A Simple Favour (aka A Simple Favor) review by Mark McPherson - Cinema Paradiso
Paul Feig has such a gift for crafting comedic characters in his original comedies of Bridesmaids, The Heat and Spy that he rarely has to try too hard for a laugh in most of his films. A Simple Favor attempts to but this kind of direction into practice by staging a Gone Girl style mystery where the jokes flow more naturally out of the situations than building scenes assembled specifically for gags. On its very premise, it could easily be a drama-thriller and I almost wish Feig was willing to go that far if only to showcase how much more he can do as a filmmaker.
Based on the novel by Darcey Bell, Stephanie Sommers is the ultimate mom played by Anna Kendrick because who else could be that energetic and driven? She’s a single mom who not only has an Internet show for moms but is so involved with her son’s school functions she signs up for multiple jobs at multiple school events. Stephanie is a wholesome soul despite having lost her husband when he tragically passed away. On the other end of the spectrum is Emily Nelson (Blake Lively), a bad girl who has grown bitter with her upper-class lifestyle that clashes with being a mom. No longer impressed by her writer husband, she takes an interest in Stephanie, inviting her over for drinks. They hit it off although Emily has a way of trying to invoke the worst out of people, leading to Stephanie letting slip a dirty secret of her past.
Then Emily goes missing and turns up dead. Seeking to do the right thing, Stephanie takes it upon herself to mother Emily’s motherless children and becomes romantically involved with her husband. Of course, Emily isn’t dead and a grander scheme is soon uncovered. So what we have here is essentially a female thriller of the conniving Lively squaring off against a kindly Kendrick. The pairing up works rather well considering how naturally both of them slip so well into these roles. There’s such an ease to their presence that they can phase into the area of comedy quite easily and with little to work with. For example, there’s a scene where one evil character is hit with a car and Kendrick tries to make some quiet comedic commentary on how the evil victim won’t stop moving. A louder comedy might have made Kendrick stammer more but she nails this scene quite well with the right amount of believable and amusing dialogue.
The big problem is that many of the outside elements fall back on old comedic stagings. The kids speak in insulting adult voices of cussing up a storm and talking casually about not understanding death and being easily angered by car crashes. One of the dad’s in the school’s parent group tries to put on the whole super-dad approach by seeing himself more as a mother than a dad, acting as though he’s part of a gang where he’s got Stephanie’s back. The aspects are not exactly terrible but they feel like comedic elements from very different movies and stick out as odd sore thumbs from somewhat alternative Feig production.
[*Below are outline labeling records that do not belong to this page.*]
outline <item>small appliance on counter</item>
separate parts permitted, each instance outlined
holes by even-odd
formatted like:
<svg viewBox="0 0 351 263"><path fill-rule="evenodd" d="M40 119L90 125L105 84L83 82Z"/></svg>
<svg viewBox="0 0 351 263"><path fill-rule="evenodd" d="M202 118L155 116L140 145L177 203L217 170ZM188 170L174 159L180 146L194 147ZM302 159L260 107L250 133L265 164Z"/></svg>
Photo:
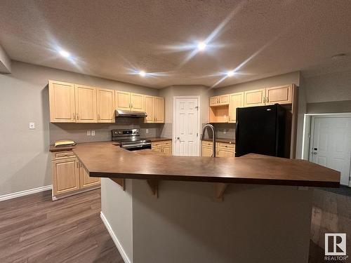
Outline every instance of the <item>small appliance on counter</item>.
<svg viewBox="0 0 351 263"><path fill-rule="evenodd" d="M140 138L140 129L112 130L112 141L119 142L121 148L128 151L151 149L151 141Z"/></svg>
<svg viewBox="0 0 351 263"><path fill-rule="evenodd" d="M291 114L282 106L237 109L235 156L258 154L289 158Z"/></svg>
<svg viewBox="0 0 351 263"><path fill-rule="evenodd" d="M60 140L55 142L55 147L60 147L64 146L74 146L76 143L71 140Z"/></svg>

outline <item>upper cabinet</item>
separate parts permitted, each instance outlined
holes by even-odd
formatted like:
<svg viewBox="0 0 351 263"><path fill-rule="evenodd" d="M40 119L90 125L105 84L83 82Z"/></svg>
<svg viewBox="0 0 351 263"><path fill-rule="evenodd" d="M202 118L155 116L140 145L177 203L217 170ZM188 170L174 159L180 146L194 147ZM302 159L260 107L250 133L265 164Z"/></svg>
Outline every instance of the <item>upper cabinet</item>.
<svg viewBox="0 0 351 263"><path fill-rule="evenodd" d="M49 81L50 121L115 123L116 109L146 112L146 123L164 123L164 98Z"/></svg>
<svg viewBox="0 0 351 263"><path fill-rule="evenodd" d="M210 97L210 106L222 106L229 104L229 95L221 95Z"/></svg>
<svg viewBox="0 0 351 263"><path fill-rule="evenodd" d="M131 110L133 112L145 112L145 95L131 93Z"/></svg>
<svg viewBox="0 0 351 263"><path fill-rule="evenodd" d="M244 106L263 106L265 101L265 88L245 91Z"/></svg>
<svg viewBox="0 0 351 263"><path fill-rule="evenodd" d="M98 122L114 123L114 90L96 88Z"/></svg>
<svg viewBox="0 0 351 263"><path fill-rule="evenodd" d="M265 104L290 104L293 101L293 86L281 86L265 89Z"/></svg>
<svg viewBox="0 0 351 263"><path fill-rule="evenodd" d="M74 84L48 81L51 122L76 122Z"/></svg>
<svg viewBox="0 0 351 263"><path fill-rule="evenodd" d="M116 107L133 112L144 112L145 96L143 94L131 93L116 90Z"/></svg>
<svg viewBox="0 0 351 263"><path fill-rule="evenodd" d="M228 122L237 121L237 108L244 107L244 93L237 93L229 95Z"/></svg>
<svg viewBox="0 0 351 263"><path fill-rule="evenodd" d="M238 107L276 103L291 104L291 112L296 112L296 102L297 89L293 84L211 97L209 120L210 123L234 123Z"/></svg>
<svg viewBox="0 0 351 263"><path fill-rule="evenodd" d="M145 112L147 116L145 122L154 123L154 97L145 95Z"/></svg>
<svg viewBox="0 0 351 263"><path fill-rule="evenodd" d="M96 88L88 86L74 85L74 91L76 122L97 122Z"/></svg>

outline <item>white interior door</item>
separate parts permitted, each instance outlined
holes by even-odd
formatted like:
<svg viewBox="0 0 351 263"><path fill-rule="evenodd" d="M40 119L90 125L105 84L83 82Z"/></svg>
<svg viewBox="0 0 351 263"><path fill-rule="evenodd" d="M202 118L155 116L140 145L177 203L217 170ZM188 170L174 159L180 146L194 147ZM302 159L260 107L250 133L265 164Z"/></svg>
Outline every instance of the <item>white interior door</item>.
<svg viewBox="0 0 351 263"><path fill-rule="evenodd" d="M338 170L340 184L351 187L351 117L314 117L310 160Z"/></svg>
<svg viewBox="0 0 351 263"><path fill-rule="evenodd" d="M199 112L197 98L176 98L174 155L199 156Z"/></svg>

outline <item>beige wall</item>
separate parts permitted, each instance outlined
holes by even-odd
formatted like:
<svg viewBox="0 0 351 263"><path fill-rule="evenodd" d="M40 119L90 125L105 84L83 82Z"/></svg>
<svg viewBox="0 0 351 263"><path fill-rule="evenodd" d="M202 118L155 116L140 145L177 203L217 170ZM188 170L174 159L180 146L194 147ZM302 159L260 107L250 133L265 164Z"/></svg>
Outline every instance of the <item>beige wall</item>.
<svg viewBox="0 0 351 263"><path fill-rule="evenodd" d="M11 60L0 45L0 73L10 73L11 72Z"/></svg>
<svg viewBox="0 0 351 263"><path fill-rule="evenodd" d="M51 184L48 79L159 95L153 88L13 62L11 74L0 74L0 196Z"/></svg>
<svg viewBox="0 0 351 263"><path fill-rule="evenodd" d="M270 76L269 78L228 86L227 87L214 88L213 90L215 95L217 95L291 83L296 84L298 86L299 86L300 72Z"/></svg>

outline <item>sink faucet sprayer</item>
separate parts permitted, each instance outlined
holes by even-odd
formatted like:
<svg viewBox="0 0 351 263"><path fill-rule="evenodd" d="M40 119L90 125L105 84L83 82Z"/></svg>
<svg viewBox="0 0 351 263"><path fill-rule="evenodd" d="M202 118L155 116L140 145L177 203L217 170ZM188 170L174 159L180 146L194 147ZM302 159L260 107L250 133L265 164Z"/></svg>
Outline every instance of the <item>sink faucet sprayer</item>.
<svg viewBox="0 0 351 263"><path fill-rule="evenodd" d="M201 140L204 140L204 137L205 136L205 130L207 127L210 128L212 130L212 157L216 157L216 130L215 128L212 124L207 123L204 126L204 129L202 130L202 134L201 135Z"/></svg>

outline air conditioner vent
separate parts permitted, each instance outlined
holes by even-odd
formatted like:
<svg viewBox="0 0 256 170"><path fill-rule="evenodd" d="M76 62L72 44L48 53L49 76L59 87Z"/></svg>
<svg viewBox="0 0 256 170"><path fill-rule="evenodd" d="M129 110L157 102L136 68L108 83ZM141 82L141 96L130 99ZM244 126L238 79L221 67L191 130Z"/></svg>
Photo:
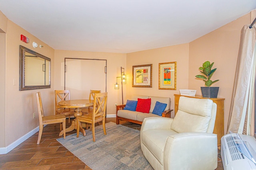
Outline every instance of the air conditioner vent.
<svg viewBox="0 0 256 170"><path fill-rule="evenodd" d="M228 150L230 153L232 160L244 159L243 155L236 149L235 143L231 136L228 135L225 139L228 144Z"/></svg>

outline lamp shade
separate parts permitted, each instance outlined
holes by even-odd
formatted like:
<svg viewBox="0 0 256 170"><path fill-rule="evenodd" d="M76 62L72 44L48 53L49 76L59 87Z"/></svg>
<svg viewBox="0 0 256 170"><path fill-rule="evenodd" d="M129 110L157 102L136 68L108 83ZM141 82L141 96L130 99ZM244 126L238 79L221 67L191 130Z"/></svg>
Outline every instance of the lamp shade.
<svg viewBox="0 0 256 170"><path fill-rule="evenodd" d="M117 84L117 82L115 84L115 89L119 89L119 84Z"/></svg>
<svg viewBox="0 0 256 170"><path fill-rule="evenodd" d="M123 84L126 84L126 75L124 73L122 75L122 82Z"/></svg>

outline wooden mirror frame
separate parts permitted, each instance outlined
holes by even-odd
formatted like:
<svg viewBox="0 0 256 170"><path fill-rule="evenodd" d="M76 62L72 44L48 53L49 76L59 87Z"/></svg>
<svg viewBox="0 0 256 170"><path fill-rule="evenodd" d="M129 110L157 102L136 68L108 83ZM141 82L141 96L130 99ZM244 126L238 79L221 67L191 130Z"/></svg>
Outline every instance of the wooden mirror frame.
<svg viewBox="0 0 256 170"><path fill-rule="evenodd" d="M25 86L25 54L30 53L38 57L49 61L49 85ZM20 45L20 91L51 88L51 59L44 56L22 45Z"/></svg>

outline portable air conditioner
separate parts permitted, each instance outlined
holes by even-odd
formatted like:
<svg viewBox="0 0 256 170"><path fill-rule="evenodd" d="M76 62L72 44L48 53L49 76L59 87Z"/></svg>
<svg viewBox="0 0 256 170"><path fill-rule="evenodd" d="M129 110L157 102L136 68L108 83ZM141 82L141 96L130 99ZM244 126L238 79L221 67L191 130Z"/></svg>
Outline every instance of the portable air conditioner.
<svg viewBox="0 0 256 170"><path fill-rule="evenodd" d="M239 134L239 136L253 157L256 151L256 140L251 136L241 134ZM256 170L256 164L245 156L247 154L244 154L238 150L236 144L238 142L234 140L230 133L221 138L220 154L224 170ZM241 150L241 149L238 149ZM242 152L244 152L242 150Z"/></svg>

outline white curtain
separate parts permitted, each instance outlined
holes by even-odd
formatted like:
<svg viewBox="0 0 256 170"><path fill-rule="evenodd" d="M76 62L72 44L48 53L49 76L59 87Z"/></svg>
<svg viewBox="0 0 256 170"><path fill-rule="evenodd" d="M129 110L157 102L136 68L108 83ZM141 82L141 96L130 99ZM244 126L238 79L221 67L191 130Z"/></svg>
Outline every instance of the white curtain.
<svg viewBox="0 0 256 170"><path fill-rule="evenodd" d="M254 125L256 26L250 25L242 29L239 52L228 124L228 133L252 135ZM253 127L254 128L254 127Z"/></svg>

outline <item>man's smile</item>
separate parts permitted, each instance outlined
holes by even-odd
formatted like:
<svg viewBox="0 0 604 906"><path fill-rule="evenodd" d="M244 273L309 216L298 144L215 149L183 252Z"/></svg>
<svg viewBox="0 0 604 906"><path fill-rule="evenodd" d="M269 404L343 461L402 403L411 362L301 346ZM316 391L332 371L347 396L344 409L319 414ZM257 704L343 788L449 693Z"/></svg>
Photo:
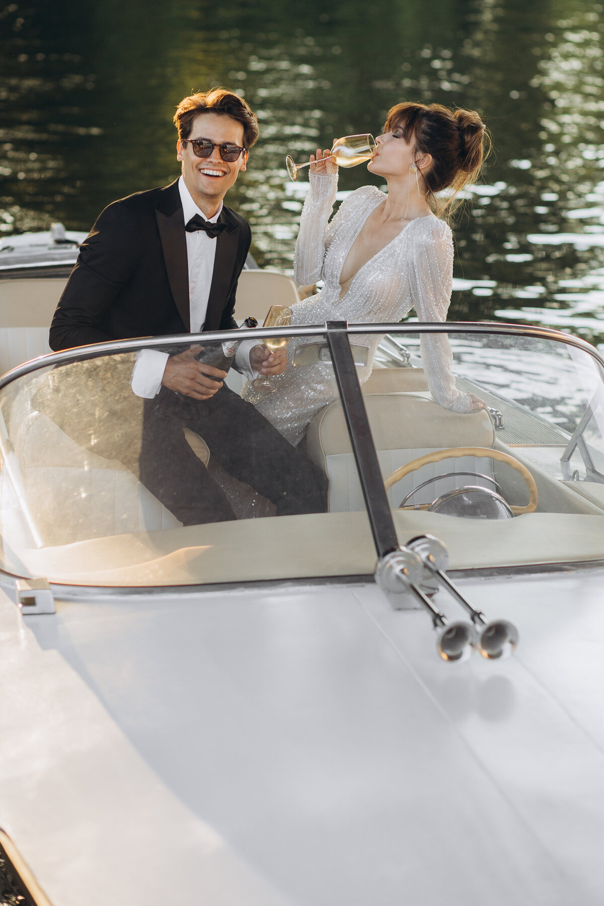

Feig tries to balance the drama with the comedy in A Simple Favour and it’s a bit surprising just how much of it works. It has a handful of scenes that are great whereas others merely meander around a decent thriller plot. It’s a worthy film for the performances of Kendrick and Lively alone but I can’t help but feel how Feig would fair on a film that better embraces a more earnest attempt at dark thrillers with mere sprinklings of comedic spice. It’s a film that’s certainly not Feig’s best but it does make me hopeful to see what he produces next.